Manufacturing and engineering for the renewable energy sector is, for the most part, overseas, but this is one of those opportunities where the UK should be top of the tree. For original ideas, conceptual design and prototype development, this has been the case for UK manufacturing and engineering for many years – and in order for the renewable energy industry to thrive, it is imperative that the Government not only listens to the thoughts and ideas of the industry, but actually acts on them.
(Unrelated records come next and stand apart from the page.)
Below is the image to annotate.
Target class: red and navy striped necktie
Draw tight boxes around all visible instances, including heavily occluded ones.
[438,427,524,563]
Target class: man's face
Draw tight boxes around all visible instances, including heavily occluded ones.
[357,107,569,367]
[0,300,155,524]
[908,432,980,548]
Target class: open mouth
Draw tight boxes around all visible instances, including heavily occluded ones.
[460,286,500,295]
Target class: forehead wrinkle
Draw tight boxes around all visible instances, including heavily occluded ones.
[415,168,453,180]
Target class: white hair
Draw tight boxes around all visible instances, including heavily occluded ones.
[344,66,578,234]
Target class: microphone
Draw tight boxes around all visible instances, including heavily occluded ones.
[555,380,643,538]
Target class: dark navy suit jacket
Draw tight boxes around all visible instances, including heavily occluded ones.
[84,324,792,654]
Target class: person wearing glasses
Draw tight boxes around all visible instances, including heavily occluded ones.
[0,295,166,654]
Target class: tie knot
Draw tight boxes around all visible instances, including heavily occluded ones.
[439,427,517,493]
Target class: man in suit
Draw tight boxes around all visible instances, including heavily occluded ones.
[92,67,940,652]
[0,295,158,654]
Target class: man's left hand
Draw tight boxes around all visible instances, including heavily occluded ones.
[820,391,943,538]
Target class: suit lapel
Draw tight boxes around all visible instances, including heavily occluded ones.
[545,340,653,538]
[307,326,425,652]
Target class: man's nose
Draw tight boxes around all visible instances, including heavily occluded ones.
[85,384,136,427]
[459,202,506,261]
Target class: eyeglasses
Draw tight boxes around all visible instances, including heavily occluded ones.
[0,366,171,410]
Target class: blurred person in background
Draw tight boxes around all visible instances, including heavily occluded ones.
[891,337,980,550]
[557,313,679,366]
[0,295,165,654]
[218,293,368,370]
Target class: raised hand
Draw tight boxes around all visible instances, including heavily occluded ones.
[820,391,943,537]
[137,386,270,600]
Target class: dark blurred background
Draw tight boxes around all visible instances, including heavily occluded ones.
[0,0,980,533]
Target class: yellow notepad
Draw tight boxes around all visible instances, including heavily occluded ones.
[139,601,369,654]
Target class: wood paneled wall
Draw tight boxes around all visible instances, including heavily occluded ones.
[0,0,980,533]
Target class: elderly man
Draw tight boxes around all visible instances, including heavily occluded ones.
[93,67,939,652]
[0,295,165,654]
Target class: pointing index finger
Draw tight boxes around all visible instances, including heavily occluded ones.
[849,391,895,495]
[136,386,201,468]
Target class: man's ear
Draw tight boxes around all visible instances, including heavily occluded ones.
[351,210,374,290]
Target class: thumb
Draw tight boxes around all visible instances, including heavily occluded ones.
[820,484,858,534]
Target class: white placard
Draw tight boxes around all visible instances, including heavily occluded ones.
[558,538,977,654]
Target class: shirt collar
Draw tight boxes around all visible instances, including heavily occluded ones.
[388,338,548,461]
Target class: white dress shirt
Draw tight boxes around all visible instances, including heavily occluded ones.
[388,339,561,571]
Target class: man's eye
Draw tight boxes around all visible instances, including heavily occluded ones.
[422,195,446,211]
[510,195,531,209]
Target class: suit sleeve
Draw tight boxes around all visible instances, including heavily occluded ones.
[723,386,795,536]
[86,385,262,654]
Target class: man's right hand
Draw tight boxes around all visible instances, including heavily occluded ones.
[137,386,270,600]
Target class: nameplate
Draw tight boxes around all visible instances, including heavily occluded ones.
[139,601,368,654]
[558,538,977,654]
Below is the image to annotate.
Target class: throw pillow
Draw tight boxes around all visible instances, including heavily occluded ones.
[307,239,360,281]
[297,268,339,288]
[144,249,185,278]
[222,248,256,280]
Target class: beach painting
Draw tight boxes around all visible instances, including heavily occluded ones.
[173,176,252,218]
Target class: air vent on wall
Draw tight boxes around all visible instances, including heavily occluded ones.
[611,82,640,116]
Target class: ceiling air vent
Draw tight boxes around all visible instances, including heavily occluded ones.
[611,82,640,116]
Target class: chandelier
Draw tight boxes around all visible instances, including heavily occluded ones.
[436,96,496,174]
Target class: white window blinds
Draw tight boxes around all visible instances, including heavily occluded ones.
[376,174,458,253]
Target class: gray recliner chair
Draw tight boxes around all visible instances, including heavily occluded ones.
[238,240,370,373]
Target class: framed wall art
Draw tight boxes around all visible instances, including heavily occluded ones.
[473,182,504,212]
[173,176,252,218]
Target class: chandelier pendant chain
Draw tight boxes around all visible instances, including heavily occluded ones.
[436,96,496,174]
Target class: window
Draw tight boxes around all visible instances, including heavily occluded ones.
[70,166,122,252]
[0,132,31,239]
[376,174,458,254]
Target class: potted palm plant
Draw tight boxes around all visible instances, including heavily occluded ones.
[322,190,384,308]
The long-term vision of Government energy policy is paramount and we should not forget their commitment to a low carbon economy. The very nature of renewable energy, although there are some small localised generation devices which should not be ignored, is based around high cost, high stake, long-term engineering projects. Long-term is the off-putting factor for the UK Government when it comes to manufacturing.
Wind turbines are a prime example, as the time span to design and bring the technology to market is around ten years. Other Governments have seen this and are eager to assist their local industry, and as a result we are seeing a strong wind turbine manufacturing presence in countries like Spain, Denmark, Germany and Norway.
“That is why Centa likes to get involved at the design stage, enabling us to offer all our technical expertise, helping our customers through this period and thus ensuring they need not look elsewhere for those skills – keeping the manufacturing process solely in the UK,” said Sykes.
Centa has been providing versatile and robust mechanical power transmissions for 33 years, and is using proven ‘old’ technology to help drive new and innovative systems, particularly in green energy.
Marine Current Turbines in Northern Ireland, for example, has had its system in place since 2008 and these have been producing electricity for the grid ever since. For this, Centa provided couplings for the original prototypes, with zero defects and no problems, and has helped extensively with prototyping and validation ever since.
Centa applications have also helped to create an underwater tidal power generation plant that combines many of its products in the design. Planetary gearboxes, Cyclo precision gears and special bevel gearboxes combine with electro-magnetic clutches, electrically insulating CENTALINK shafts, powerful disc brakes, specially designed ‘Centa Freewheels’ and electromagnetic clutches, to create a truly bespoke solution.
Sykes commented: “We find our strength is in the integration of innovative, high performance products, meaning we start with the initial design and then integrate the most suitable Centa products until we arrive at the optimum solution. The Freewheels are a new Centa innovation that stops the plant from reversing its rotation as the tides ebb and flow.”
The company has also worked with various suppliers to devise independent hybrid drives that enable buses to switch from diesel engines to non-polluting electric motors when moving within a city centre environment.
A further example of how Centa products have been adapted across various sectors is the CENTADISC-C, a very strong yet lightweight composite shaft that is predominantly used in ships and boats. This has now been employed in wind turbines, normally to connect the turbine speed increasing gearbox and the generator, but can also be installed between the turbine blade nacelle and the speed increasing gearbox.
Special three-way spiral bevel gears are used for pitch actuation, which ensures that the turbines point into the wind at all times for maximum benefit. A similar gear combination is also used in Tidal Turbines to ensure that the plant is maximising tidal direction, ebb and flow.
With the Government’s help, Centa and other manufacturers can start to adapt and develop their own product lines for the renewable energy sector, ensuring Britain can grow and lead innovation in the global manufacturing sector.